Laborie clearly boasts the most scenic waterfront of any community in Saint Lucia. The tree-lined beach extends nearly the entire length of the village and is great for a cooling dip, a stroll or just to lay back and take in the views.
The narrow village streets with their generally well-kept homes and stores are charming and picturesque. The Laborie Catholic Church features a bit of a different architecture than most found in other communities and is perched agreeably for some good photographs.
9. Vieux Fort
Vieux Fort is Saint Lucia’s second largest town and serves as the commercial center for the communities in the south.
The town is made up of two distinct sections:
- The old town center near the harbour
- A new area consisting of a proliferation of small malls and commercial buildings strewn along the main road as it passes on the edge of town
The old town center features a beautiful church and few historic buildings while the new area is preferable for shopping.
North of town – and the runway of the Hewannorra International Airport – is one of the larger relatively flat open areas on the island that seems destined for future commercial and light industrial development.
Located there is the island’s modern brewery facility that produces, among other products, the local Piton beer which is a tourist favourite; this is mentioned should any visiting beer lover care to pass by to pay homage.

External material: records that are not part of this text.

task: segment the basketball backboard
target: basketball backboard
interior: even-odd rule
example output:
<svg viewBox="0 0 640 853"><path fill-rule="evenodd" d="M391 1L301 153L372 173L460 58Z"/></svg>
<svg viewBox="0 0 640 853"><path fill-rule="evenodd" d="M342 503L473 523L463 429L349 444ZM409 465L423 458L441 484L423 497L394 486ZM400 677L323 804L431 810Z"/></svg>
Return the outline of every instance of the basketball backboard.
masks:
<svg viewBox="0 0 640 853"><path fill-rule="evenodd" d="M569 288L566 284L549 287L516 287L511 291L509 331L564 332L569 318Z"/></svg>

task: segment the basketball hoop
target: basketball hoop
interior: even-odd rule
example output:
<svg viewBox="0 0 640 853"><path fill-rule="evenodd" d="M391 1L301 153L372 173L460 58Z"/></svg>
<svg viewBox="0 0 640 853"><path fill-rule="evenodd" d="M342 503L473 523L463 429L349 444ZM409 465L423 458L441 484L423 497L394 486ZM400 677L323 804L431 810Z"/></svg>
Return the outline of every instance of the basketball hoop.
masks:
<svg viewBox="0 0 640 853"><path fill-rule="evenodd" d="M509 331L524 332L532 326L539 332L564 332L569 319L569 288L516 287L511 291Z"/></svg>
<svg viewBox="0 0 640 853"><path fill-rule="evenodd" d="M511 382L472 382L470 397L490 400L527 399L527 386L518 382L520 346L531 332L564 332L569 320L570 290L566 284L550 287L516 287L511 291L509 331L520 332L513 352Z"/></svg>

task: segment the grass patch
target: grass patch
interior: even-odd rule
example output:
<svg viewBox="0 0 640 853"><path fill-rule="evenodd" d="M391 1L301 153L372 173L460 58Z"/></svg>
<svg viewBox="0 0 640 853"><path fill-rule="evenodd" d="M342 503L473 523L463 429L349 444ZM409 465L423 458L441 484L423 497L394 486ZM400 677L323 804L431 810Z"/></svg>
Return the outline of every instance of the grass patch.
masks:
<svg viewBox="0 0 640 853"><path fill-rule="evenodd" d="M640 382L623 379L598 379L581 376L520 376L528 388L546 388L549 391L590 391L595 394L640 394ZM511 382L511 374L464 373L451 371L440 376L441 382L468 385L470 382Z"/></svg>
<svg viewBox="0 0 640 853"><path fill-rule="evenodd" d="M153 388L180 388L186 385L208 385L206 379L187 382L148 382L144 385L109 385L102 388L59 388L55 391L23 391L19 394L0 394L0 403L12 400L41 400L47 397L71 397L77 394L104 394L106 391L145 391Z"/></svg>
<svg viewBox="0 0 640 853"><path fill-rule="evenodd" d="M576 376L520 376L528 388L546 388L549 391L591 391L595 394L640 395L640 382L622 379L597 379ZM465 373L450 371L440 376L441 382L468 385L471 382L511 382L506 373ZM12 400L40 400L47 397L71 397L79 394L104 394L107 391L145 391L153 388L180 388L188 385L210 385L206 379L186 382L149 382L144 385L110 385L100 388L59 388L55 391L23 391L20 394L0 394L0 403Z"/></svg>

The rural east coast community of Micoud is an important agricultural area on island.
The village itself is quite nondescript and stands in support for local farmers and the fishermen that venture out from the small harbour on the north side of town.
The area was one of the main centers of Amerindian activity on the island in centuries past; with the flat coastal plain being bisected by several rivers flowing through from the central mountains, it’s easy to imagine why.
Located on the East Coast Road travelled by most visitors to and from the international airport in the south is the tiny fishing community of Praslin.
The quiet small bay with its boats, nets and unhurried character has provided inspiration and subject matter for artists and photographers for decades.
The town of Dennery is located in the midst of a ruggedly beautiful section of Saint Lucia’s east coast.
The modestly sheltered bay with a sizeable crag of an island in its center is port to a very productive fishing industry. Overlooks south of town provide a great view of it all.
Just to the north of town is Fond d’Or Bay, a stretch of white sand beach framed by very scenic cliffs that can be seen from an overlook at the Fire Station located on the main road.